Le lendemain nous nous enquerrons des toilettes. On nous indique une construction bizarre sur laquelle il faut monter par quelques marches. Un petit dôme avec plusieurs trous, 15 cm de diamètre environ. L’usage est compliqué sans mode d’emploi surtout pour les dames toubab ! Si une autre personne veut visiter les lieux, il faut tousser pour manifester son désir, l’occupante toussera à son tour pour indiquer que la place est déjà occupée…

Nous reprenons place dans notre pirogue, destination le lac Débo. Nous croisons toujours ces gigantesques pinasses surchargées qui foncent vers Mopti et Tombouctou. Nous voilà au Lac Débo et sommes accueillis par une fumée âcre. Le lac a la forme d’une étoile à trois branches, long d’une trentaine de kilomètres et large d’une dizaine. Les jeunes femmes Bozo sont très belles, leur peau est d’un noir intense, elles se prêtent volontiers à la séance photos. Merci Mesdames, merci Mesdemoiselles. Les hommes sont à la pêche et la gent féminine trie, sèche et boucane les poissons. Il y en aurait 180 espèces différentes surtout des capitaines, des silures, des tilapias, des poissons-chien, des alestes et des hétérosis.

Mopti, la « Venise du Mali » est construite au confluent du Niger et du Baní, au milieu des eaux. Auparavant Mopti s’appelait Sagan. C’était une modeste bourgade Marka peuplée des gens du clan Konaké auxquels étaient venus se joindre des pêcheurs Bozo. Les maisons soudanaises, délavées et usées par les intempéries semblent très vieilles, s’élèvent autour de leurs cours intérieures jusqu’aux terrasses qui les couronnent. Leurs formes cubiques s’interpénètrent et se superposent, à peine irriguées par un réseau de rues défoncées et poussiéreuses, pleines de monde, sillonnées de troupeaux de moutons.

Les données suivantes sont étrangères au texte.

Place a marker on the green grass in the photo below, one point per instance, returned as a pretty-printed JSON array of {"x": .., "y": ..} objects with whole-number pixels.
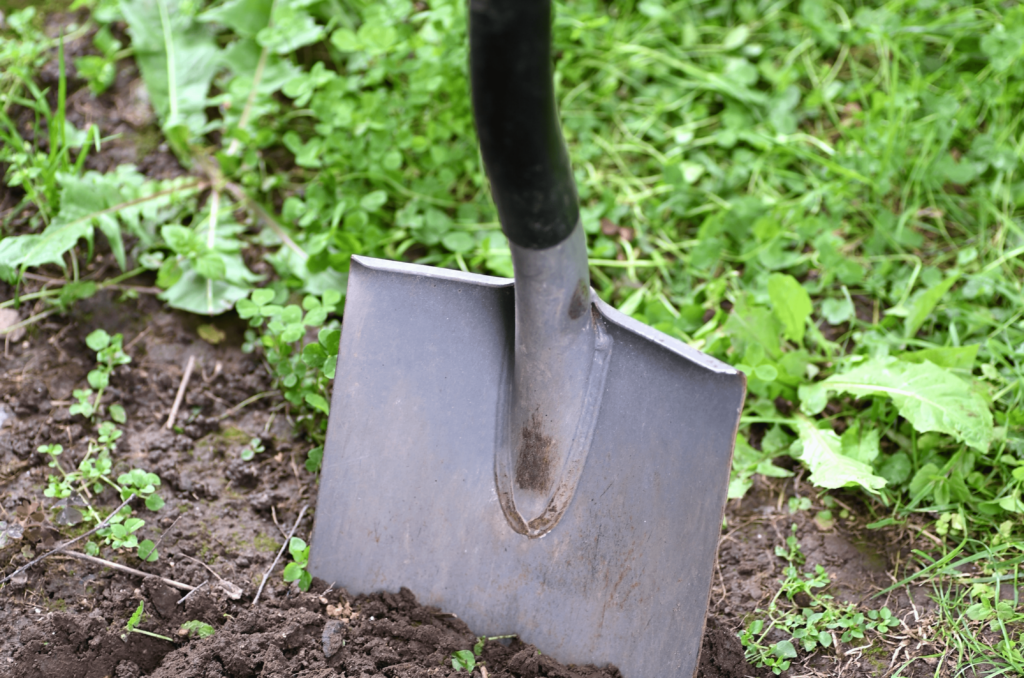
[{"x": 825, "y": 195}]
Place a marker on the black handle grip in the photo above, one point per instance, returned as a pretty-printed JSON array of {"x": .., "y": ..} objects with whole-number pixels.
[{"x": 517, "y": 121}]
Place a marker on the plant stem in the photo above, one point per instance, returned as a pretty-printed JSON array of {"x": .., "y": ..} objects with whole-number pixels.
[
  {"x": 64, "y": 546},
  {"x": 280, "y": 553}
]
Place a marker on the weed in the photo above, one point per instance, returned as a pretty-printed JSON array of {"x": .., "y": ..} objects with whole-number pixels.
[
  {"x": 254, "y": 448},
  {"x": 296, "y": 570},
  {"x": 135, "y": 620},
  {"x": 197, "y": 629},
  {"x": 826, "y": 196},
  {"x": 301, "y": 371},
  {"x": 816, "y": 622},
  {"x": 465, "y": 660},
  {"x": 109, "y": 355}
]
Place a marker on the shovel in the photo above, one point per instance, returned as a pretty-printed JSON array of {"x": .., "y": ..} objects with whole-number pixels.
[{"x": 523, "y": 455}]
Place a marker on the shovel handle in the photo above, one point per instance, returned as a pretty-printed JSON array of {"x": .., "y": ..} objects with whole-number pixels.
[{"x": 524, "y": 154}]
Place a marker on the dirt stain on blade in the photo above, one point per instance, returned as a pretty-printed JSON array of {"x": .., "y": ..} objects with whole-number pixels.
[{"x": 536, "y": 458}]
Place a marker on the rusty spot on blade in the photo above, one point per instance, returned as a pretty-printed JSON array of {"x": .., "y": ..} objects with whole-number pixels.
[{"x": 537, "y": 457}]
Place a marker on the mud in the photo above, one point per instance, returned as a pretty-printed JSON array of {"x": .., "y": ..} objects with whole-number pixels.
[{"x": 224, "y": 519}]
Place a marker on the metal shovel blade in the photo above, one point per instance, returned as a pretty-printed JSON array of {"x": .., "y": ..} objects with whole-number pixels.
[{"x": 408, "y": 493}]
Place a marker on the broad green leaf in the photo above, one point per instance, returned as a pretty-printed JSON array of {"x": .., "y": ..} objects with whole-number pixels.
[
  {"x": 201, "y": 629},
  {"x": 147, "y": 551},
  {"x": 792, "y": 304},
  {"x": 859, "y": 443},
  {"x": 821, "y": 452},
  {"x": 749, "y": 325},
  {"x": 961, "y": 357},
  {"x": 177, "y": 57},
  {"x": 313, "y": 355},
  {"x": 246, "y": 17},
  {"x": 926, "y": 303},
  {"x": 293, "y": 570},
  {"x": 317, "y": 401},
  {"x": 290, "y": 29},
  {"x": 896, "y": 468},
  {"x": 118, "y": 413},
  {"x": 193, "y": 293},
  {"x": 297, "y": 547},
  {"x": 784, "y": 649},
  {"x": 837, "y": 311},
  {"x": 262, "y": 296},
  {"x": 136, "y": 617},
  {"x": 930, "y": 397}
]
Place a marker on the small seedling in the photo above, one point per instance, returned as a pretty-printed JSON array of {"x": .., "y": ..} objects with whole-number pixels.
[
  {"x": 301, "y": 372},
  {"x": 135, "y": 620},
  {"x": 254, "y": 448},
  {"x": 197, "y": 629},
  {"x": 296, "y": 570},
  {"x": 469, "y": 660},
  {"x": 109, "y": 355}
]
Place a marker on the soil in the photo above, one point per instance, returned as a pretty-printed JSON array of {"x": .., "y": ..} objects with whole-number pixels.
[{"x": 225, "y": 519}]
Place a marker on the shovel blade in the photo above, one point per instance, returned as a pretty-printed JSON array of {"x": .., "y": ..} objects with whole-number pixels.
[{"x": 408, "y": 494}]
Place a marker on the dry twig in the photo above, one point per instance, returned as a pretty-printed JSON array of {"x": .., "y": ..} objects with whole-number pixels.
[
  {"x": 128, "y": 570},
  {"x": 181, "y": 392},
  {"x": 280, "y": 553}
]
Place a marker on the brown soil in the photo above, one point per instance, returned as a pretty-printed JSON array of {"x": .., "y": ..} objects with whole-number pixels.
[{"x": 226, "y": 518}]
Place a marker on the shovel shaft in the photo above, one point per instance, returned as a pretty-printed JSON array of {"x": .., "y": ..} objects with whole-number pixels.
[
  {"x": 561, "y": 351},
  {"x": 517, "y": 121}
]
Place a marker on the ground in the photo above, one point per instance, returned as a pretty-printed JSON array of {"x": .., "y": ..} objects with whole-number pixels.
[{"x": 225, "y": 518}]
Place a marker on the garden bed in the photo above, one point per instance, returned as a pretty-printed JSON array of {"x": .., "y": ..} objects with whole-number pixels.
[{"x": 225, "y": 517}]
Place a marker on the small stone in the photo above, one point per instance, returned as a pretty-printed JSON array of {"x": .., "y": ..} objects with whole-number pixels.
[{"x": 333, "y": 638}]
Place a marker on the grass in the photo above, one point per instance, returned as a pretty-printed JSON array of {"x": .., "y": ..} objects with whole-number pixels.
[{"x": 826, "y": 195}]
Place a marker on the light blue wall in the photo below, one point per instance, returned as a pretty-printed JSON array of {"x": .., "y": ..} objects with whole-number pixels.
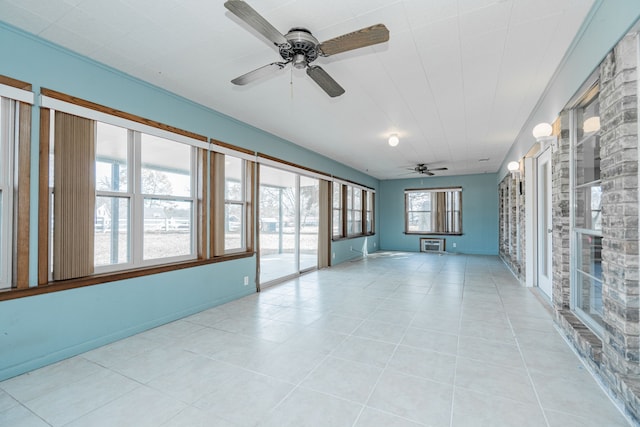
[
  {"x": 38, "y": 330},
  {"x": 607, "y": 22},
  {"x": 479, "y": 214}
]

La mosquée de banco aux 21 piliers, construite en 1935 évoque tout à fait la mosquée de Djenné. Un bruit de sistres ? Ce sont de jeunes circoncis. Le Sistre est fait d’une baguette mâle dans laquelle sont enfilées des rondelles de calebasse, symbole de la féminité, mais dont les bords sont dentelés. Les circoncis les agitent pour éloigner les mauvais esprits et… les femmes. Malgré tout, ils nous approcheront pour recevoir billets et pièces !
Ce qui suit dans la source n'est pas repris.